野村誠の作曲日記

作曲家の日記です。ちなみに、野村誠のホームページは、こちらhttp://www.makotonomura.net/

バルトーク

楽器屋、おもちゃ屋などで、面白い楽器を探すが、あまりうまくいかず、買い物はめぼしいものなし。その他、船でトンブリー地区に渡り、少し散策したり、、、。

明日には真さんが日本に帰るので、特別ディナー。レストランで頼んだトムヤムクンの本当に美味しいこと。今まで食べたのも全部うまかったけど、今日のは格別。タイの食のレベルは本当に高い。カニもメッチャうまい。

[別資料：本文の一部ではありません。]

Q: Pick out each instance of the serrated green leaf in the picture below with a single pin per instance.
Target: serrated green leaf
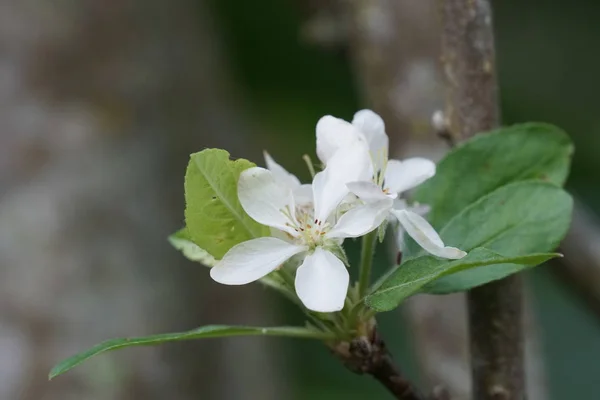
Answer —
(519, 218)
(214, 217)
(210, 331)
(491, 160)
(182, 242)
(410, 277)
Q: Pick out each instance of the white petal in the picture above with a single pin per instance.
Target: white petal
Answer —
(366, 191)
(264, 198)
(424, 234)
(362, 219)
(322, 282)
(281, 174)
(352, 163)
(334, 134)
(303, 195)
(251, 260)
(372, 126)
(403, 175)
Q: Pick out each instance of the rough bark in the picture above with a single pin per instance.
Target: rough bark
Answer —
(395, 45)
(369, 355)
(495, 309)
(100, 103)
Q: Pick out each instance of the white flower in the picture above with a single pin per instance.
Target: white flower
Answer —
(390, 178)
(322, 279)
(302, 193)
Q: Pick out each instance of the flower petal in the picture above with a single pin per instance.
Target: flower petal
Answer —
(322, 282)
(424, 234)
(281, 174)
(373, 127)
(264, 198)
(352, 163)
(251, 260)
(403, 175)
(334, 134)
(303, 195)
(362, 219)
(366, 191)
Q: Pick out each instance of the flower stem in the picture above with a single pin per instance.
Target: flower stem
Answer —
(366, 262)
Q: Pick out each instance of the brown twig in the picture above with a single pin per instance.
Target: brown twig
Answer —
(495, 309)
(369, 355)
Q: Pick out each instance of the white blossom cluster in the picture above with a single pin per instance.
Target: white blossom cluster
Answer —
(358, 189)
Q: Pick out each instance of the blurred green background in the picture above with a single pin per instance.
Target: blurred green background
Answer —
(103, 101)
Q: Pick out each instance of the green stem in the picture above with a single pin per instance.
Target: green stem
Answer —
(366, 263)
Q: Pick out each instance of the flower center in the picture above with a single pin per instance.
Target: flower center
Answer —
(310, 231)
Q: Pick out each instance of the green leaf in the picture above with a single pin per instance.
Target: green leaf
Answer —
(182, 242)
(410, 277)
(520, 218)
(214, 216)
(491, 160)
(210, 331)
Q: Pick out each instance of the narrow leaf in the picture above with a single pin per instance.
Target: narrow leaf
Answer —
(214, 217)
(210, 331)
(408, 278)
(182, 242)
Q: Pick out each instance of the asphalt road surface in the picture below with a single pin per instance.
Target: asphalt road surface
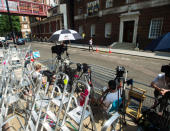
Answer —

それで、いつものお菓子ミーティングを、今日はケーキを購入して、リッチにやった。雑談も最終日。今までの振り返りや総括になるどころか、どんどん話が脱線していく。

タイの美術の話から、いつの間にか日本美術の話に。
「日本は、7世紀くらいのものが、いっぱい当たり前のように残っているからね。」
「京都、奈良もすごいけど、滋賀もすごいらしいね。京都がなければ、滋賀は一大観光名所になれるくらい凄いいろいろあるらしいね、知られてないけど」
「幸弘さんって、仙台で学生時代過ごしていたでしょ?仙台にも、すごいものある?」
「仙台は、美術っていうより、自然かな?松島とか、、」
芭蕉っていうのも、西行を尊敬していて、追体験したいっていう、、、」
追体験って日本的な発想なのかもね。バルトークの調査に行った村に行ってみようと思って回ったことがあるけど、その村人たちは、誰もバルトークなんて知らなかった。つまり、日本人みたいにバルトークが調査に行った村を巡ってみよう、みたいな人はヨーロッパにはいないんだろうね、きっと。」
という具合に、気づいたら、バルトークの話になっていた。

バルトークが調査に選んだ村に、全部行ってみて分かったんだけど、バルトークが調査に行った村だけが、やたらに、風景が美しい。」
とのこと。バルトークはビジュアルで、調査する村を決めていたんだ。その後、バルトークは、ルーマニアだけじゃなくって、アフリカの民族音楽も調査しようとして、体調を崩して調査を途中で断念した話とか。その後、ベルリンまで行って、世界の民族音楽アーカイブを調べて、世界中の音楽を聞いたりした話とか、最近の研究で、「弦打チェレスタの音楽」に、バリ島の音楽の影響があることが分かったとか、そんな話をした。
「つまり、バルトーク国民楽派でも何でもなく、ただ好奇心が強かった。色んな音楽を体験したかったんだと思う。野村誠がタイに来てこんなのしてるのも、ある意味バルトーク的かもね。」

バルトークの音楽を、聞いてみたくなったし、彼のスコアをまた見てみたくなった。